ESA Uses Drone Races to Develop AI for Space Missions

ESA Uses Drone Races to Develop AI for Space Missions

2024-06-26 data

ESA and TU Delft are using drone races to test neural-network AI control systems for future space missions, aiming to enhance spacecraft autonomy and efficiency.

Testing in the ‘Cyber Zoo’

At the heart of this innovative research is the ‘Cyber Zoo’ at Delft University of Technology (TU Delft) in the Netherlands. Here, drones are raced against the clock to test the performance of neural-network-based AI control systems. This 10x10 meter test area serves as an ideal environment to evaluate the capabilities of these AI systems under real-world conditions. The drones navigate a set course, competing to achieve the best time, which provides valuable data on the AI’s performance and robustness.

Collaboration and Expertise

The project is a collaborative effort between the European Space Agency’s (ESA) Advanced Concepts Team (ACT) and TU Delft’s Micro Air Vehicle Laboratory (MAVLab). The research findings have been published in the latest issue of Science Robotics, showcasing the potential of neural networks for space missions. Dario Izzo, scientific coordinator of ESA’s ACT, emphasized the importance of this collaboration, noting that trainable neural networks could significantly enhance the autonomy of spacecraft by allowing them to handle complex maneuvers independently.

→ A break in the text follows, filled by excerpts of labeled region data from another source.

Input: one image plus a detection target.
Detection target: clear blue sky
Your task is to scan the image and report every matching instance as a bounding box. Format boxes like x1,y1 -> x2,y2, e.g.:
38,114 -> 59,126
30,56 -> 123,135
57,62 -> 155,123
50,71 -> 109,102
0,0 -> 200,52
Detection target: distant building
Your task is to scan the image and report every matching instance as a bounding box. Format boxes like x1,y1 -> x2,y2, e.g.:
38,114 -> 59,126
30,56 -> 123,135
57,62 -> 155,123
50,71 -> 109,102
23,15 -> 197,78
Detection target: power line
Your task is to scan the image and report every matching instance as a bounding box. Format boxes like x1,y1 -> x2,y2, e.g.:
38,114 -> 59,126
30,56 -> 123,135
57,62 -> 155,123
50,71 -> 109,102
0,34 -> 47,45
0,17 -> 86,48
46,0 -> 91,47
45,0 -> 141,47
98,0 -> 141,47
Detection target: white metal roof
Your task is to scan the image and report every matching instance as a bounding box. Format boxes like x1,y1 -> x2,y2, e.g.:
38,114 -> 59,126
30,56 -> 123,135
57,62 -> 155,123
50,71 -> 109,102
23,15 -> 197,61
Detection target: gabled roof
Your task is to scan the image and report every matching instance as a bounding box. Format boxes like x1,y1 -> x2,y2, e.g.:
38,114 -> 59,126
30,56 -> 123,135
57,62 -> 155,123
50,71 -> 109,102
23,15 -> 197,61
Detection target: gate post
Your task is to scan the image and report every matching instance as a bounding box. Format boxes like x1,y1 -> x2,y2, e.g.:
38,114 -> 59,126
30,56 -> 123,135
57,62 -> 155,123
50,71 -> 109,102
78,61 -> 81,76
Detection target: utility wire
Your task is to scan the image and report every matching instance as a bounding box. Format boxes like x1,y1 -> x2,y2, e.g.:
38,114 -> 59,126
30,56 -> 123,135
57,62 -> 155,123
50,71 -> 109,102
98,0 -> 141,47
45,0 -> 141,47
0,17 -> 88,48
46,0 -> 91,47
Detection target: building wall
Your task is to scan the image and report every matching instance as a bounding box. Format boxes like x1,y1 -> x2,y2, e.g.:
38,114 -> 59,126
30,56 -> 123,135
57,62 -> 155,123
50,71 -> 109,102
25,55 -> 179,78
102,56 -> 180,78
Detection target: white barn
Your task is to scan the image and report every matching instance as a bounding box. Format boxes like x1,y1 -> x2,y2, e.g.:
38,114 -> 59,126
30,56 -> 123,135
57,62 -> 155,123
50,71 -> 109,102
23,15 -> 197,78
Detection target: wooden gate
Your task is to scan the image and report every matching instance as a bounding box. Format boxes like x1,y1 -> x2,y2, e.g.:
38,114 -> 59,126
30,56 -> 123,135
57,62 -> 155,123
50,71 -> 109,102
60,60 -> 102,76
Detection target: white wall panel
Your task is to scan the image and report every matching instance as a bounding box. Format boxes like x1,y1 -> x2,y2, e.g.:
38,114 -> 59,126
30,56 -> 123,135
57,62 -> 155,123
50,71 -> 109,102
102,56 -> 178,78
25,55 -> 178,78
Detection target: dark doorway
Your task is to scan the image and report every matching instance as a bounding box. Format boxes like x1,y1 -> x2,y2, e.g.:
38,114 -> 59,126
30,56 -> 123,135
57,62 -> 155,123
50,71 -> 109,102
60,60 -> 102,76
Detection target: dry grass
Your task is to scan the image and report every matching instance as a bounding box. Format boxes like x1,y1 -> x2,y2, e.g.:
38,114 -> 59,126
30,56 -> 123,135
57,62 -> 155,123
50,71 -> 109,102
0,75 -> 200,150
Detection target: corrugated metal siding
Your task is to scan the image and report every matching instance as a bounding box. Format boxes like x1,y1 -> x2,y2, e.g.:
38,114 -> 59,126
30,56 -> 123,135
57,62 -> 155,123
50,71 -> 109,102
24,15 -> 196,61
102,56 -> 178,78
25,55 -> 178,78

The Neural Network Approach

The neural network-based AI systems being tested are designed to optimize spacecraft operations by continuously replanning their trajectories. This approach, known as Guidance and Control Networks (G&CNETs), aims to improve mission efficiency and robustness. Unlike traditional methods where guidance is planned on the ground and control is executed by the spacecraft, G&CNETs enable the spacecraft to handle both tasks, making real-time adjustments as needed. This continuous replanning capability is particularly valuable in the unpredictable environment of space, where factors like gravitational variations and atmospheric turbulence can pose significant challenges.

Bridging the Reality Gap

One of the main challenges in implementing these neural networks is bridging the gap between simulation and real-world performance. In simulations, neural nets have shown promise when trained using ‘behavioral cloning,’ a method that involves mimicking expert behavior. However, real-world testing with drones is crucial to validate these simulations. Christophe De Wagter from TU Delft’s MAVLab noted that the dynamics of flying drones are much faster and noisier compared to spacecraft, making the tests in the Cyber Zoo an essential step in refining the neural network algorithms.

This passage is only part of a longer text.